Winter brings in the best of veggies and delicacies. I love how the markets look so colorful and gorgeous. And how food doesn’t go stale quickly. I swear by my soups in winter like I do salads in summer.

Ever since mom has started growing Broccoli in her kitchen garden, I get plenty of it each time I go home. During one of my recent visit, she gave me some gorgeous green veggies like spring onion, broccoli, fenugreek leaves, and spinach. I decided to make use of a few of these into this delicious soup.

Broccoli almond soup is a classic. I added some spinach leaves to it to make it healthier and get a more beautiful green color.

Broccoli_Spinach_Almond_soup
Broccoli_Spinach_Almond_soup

Hope you have also seen the following winter special soup recipes:

  1.  Mushroom soup
  2.  Veg Clear soup
  3.  Tomato-Basil-Coconut soup

Here’s the recipe for the Broccoli-Spinach-Almond Soup:

PREPARATION TIME: 10 minutes
COOKING TIME: 20 minutes
SERVINGS: 4 cups
DIFFICULTY SCALE: Easy

INGREDIENTS: 

  1. Broccoli – 5 cups
  2. Spinach – ½ cup
  3. Almonds – 10
  4. Onion – 1, small
  5. Garlic – 2 cloves
  6. Milk – 1 cup
  7. Black pepper
  8. Olive oil – 1 tablespoon
  9. Salt – to taste

UTENSILS/EQUIPMENT:

  1. A wok/kadhai
  2. A blender

RECIPE:

  1. Soak the almonds in boiling water for about 30 minutes.

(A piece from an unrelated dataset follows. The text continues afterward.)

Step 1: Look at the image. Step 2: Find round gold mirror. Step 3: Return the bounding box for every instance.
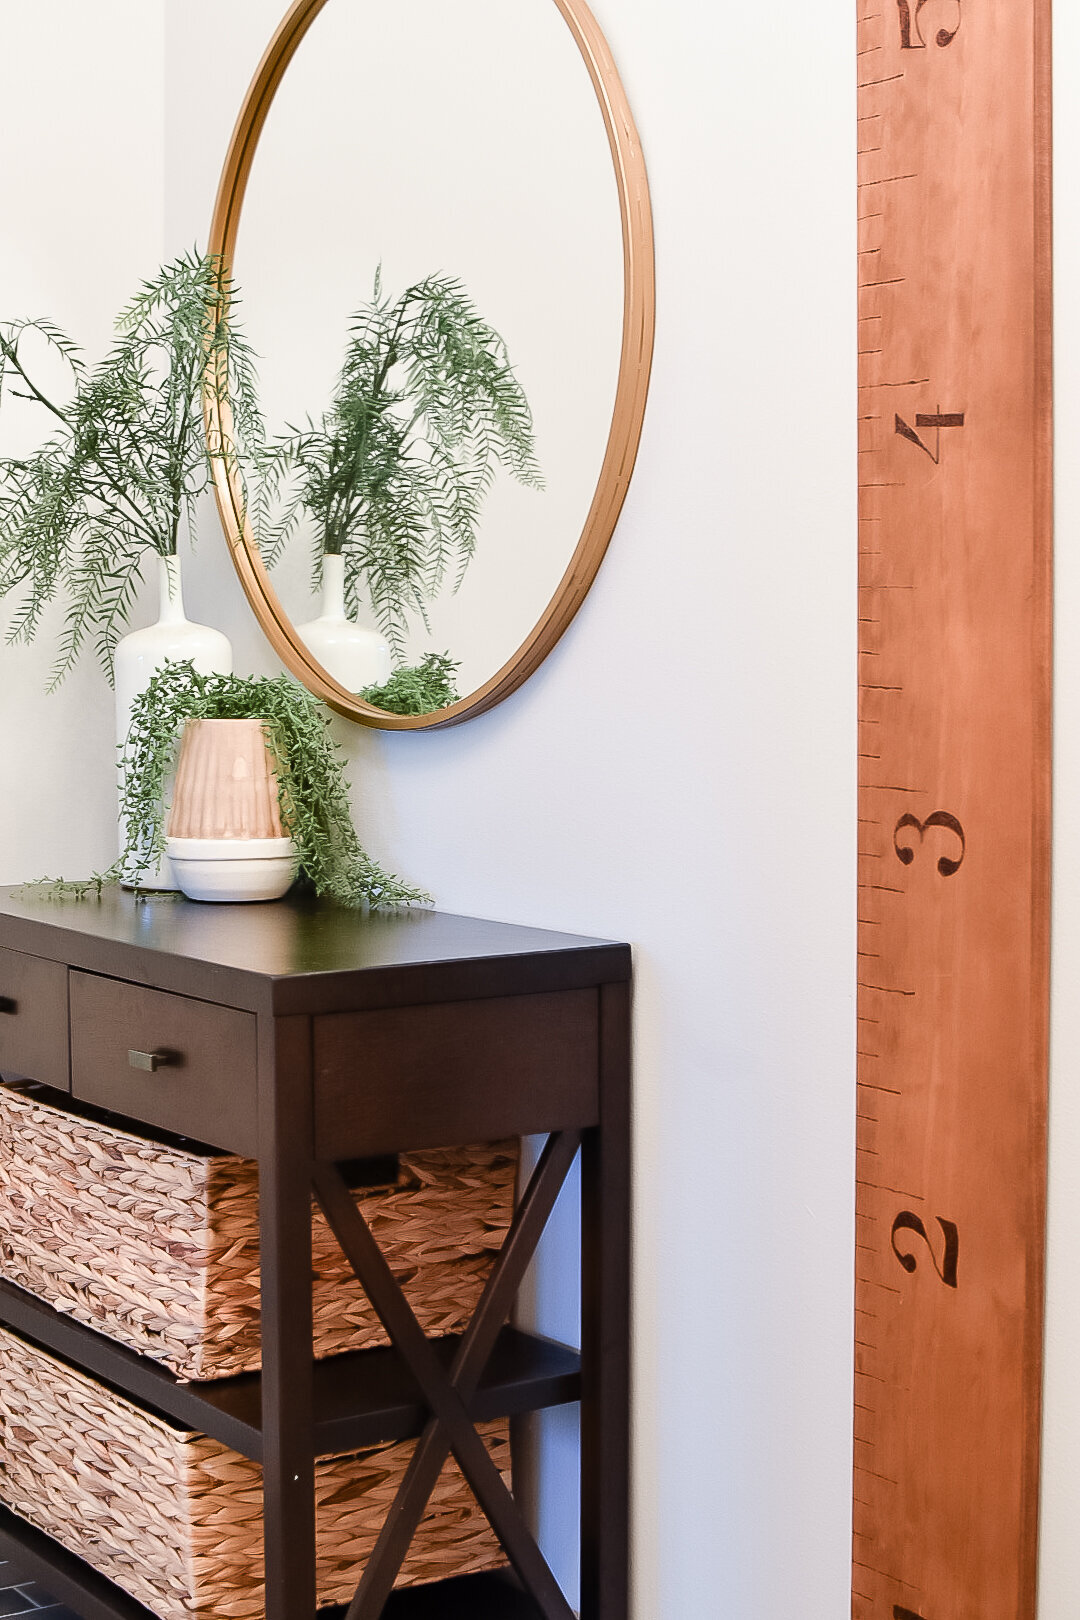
[207,0,653,729]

Once they are done, remove the peel and keep them aside.
  2. In a nonstick kadhai, add a tablespoon of olive oil and add 2 crushed cloves of garlic to it.
  3. Then add finely chopped onion to it. Saute well for about 2-3 minutes till the onions turn translucent.
  4. Finely chop the broccoli florets and add them to the wok/kadhai and cover it with a lid for about 3-4 minutes.
  5. Roughly chop the spinach leaves and add them to the kadhai along with some salt.
  6. Let the veggies sweat for about 2 minutes or so. They should be cooked by now. If you feel that the veggies are not done, give them 2-3 additional minutes.
  7. Allow the veggies to cool for a few minutes.
  8. In a blender add the peeled and blanched almonds, and the cooked veggies and grind them into a smooth paste.
  9. Add a cup of milk into the same pan and allow it to come to a boil. Add the ground paste into it and mix well.
  10. Let the entire soup come to a boil. Add some freshly crushed black pepper on top and serve hot.